EMC Question of the Week: May 18, 2020

Circuit Board and Ribbon Cables

To send a 1 Mbps CMOS digital signal a distance of 20 cm on a ribbon cable, it's important to

  1. use a matched termination
  2. use Manchester encoding
  3. control the transition time
  4. use a ferrite on the cable


The best answer is "c". The propagation delay for a signal traveling 20 cm on a typical ribbon cable is about a nanosecond. Most CMOS devices will switch faster than this, so to control ringing, we must either match the transmission line or slow the transition time. Matching should always be the option of last resort. Matched terminations increase the power dissipated in CMOS digital circuits, and they make it difficult to control the harmonic content of the signals. Using a series resistor to slow the transition time to about 40 nanoseconds (4% of the bit width) results in a good digital signal that doesn't require a matched termination. It also significantly reduces the amplitude of the harmonics above 8 MHz.
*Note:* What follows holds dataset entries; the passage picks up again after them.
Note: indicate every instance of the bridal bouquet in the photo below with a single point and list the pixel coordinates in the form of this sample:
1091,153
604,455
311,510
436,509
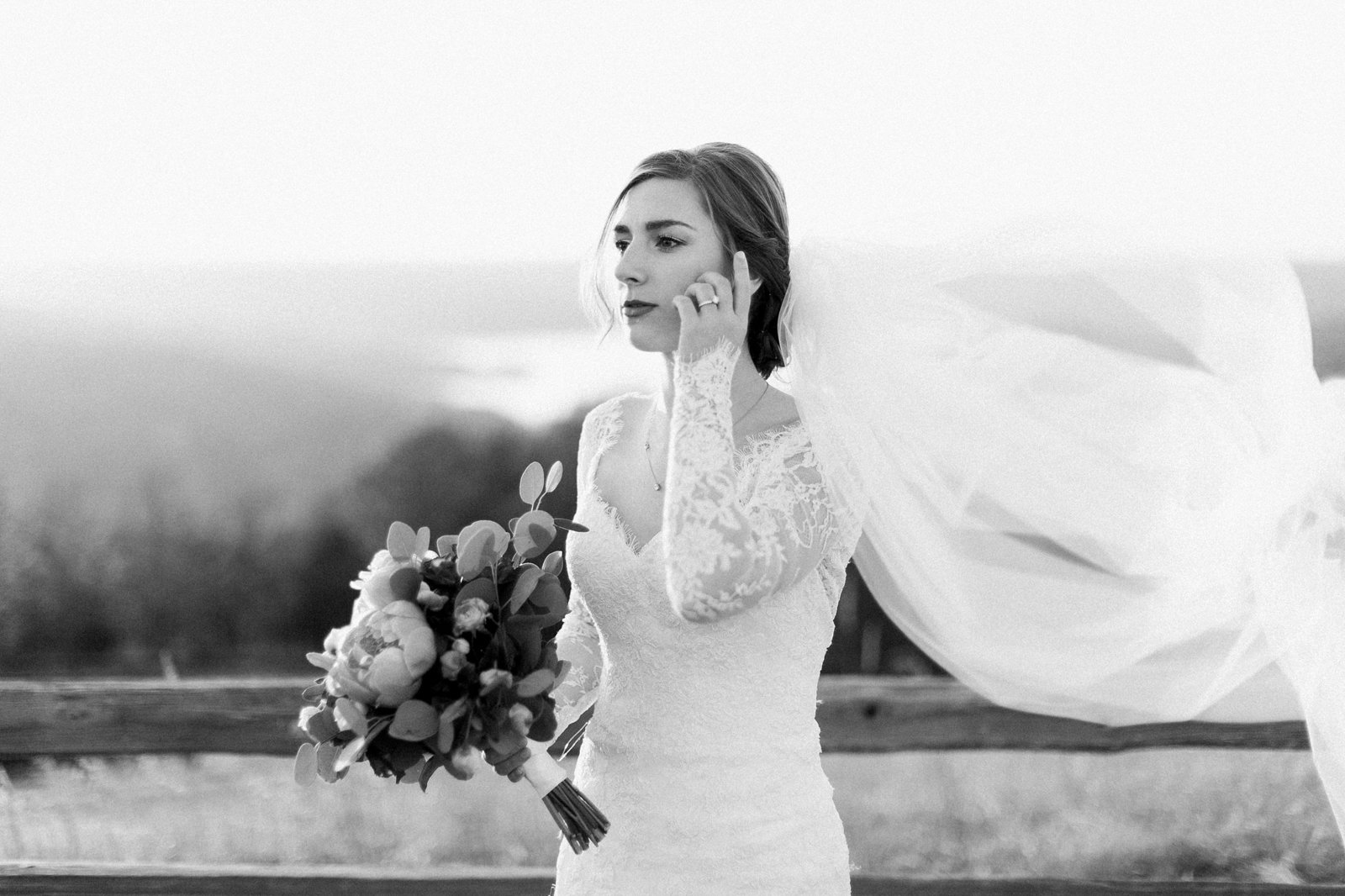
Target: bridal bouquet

Note that ribbon cables are balanced transmission lines and sending a single-ended signal between circuit boards on a ribbon cable creates a voltage that drives the cable relative to the board. At higher data rates we would usually require a differential signal source and/or a shielded cable. However, at low data rates, we can often avoid the pitfalls associated with imperfect transmission paths by simply controlling the transition time to limit the overall bandwidth of the signal.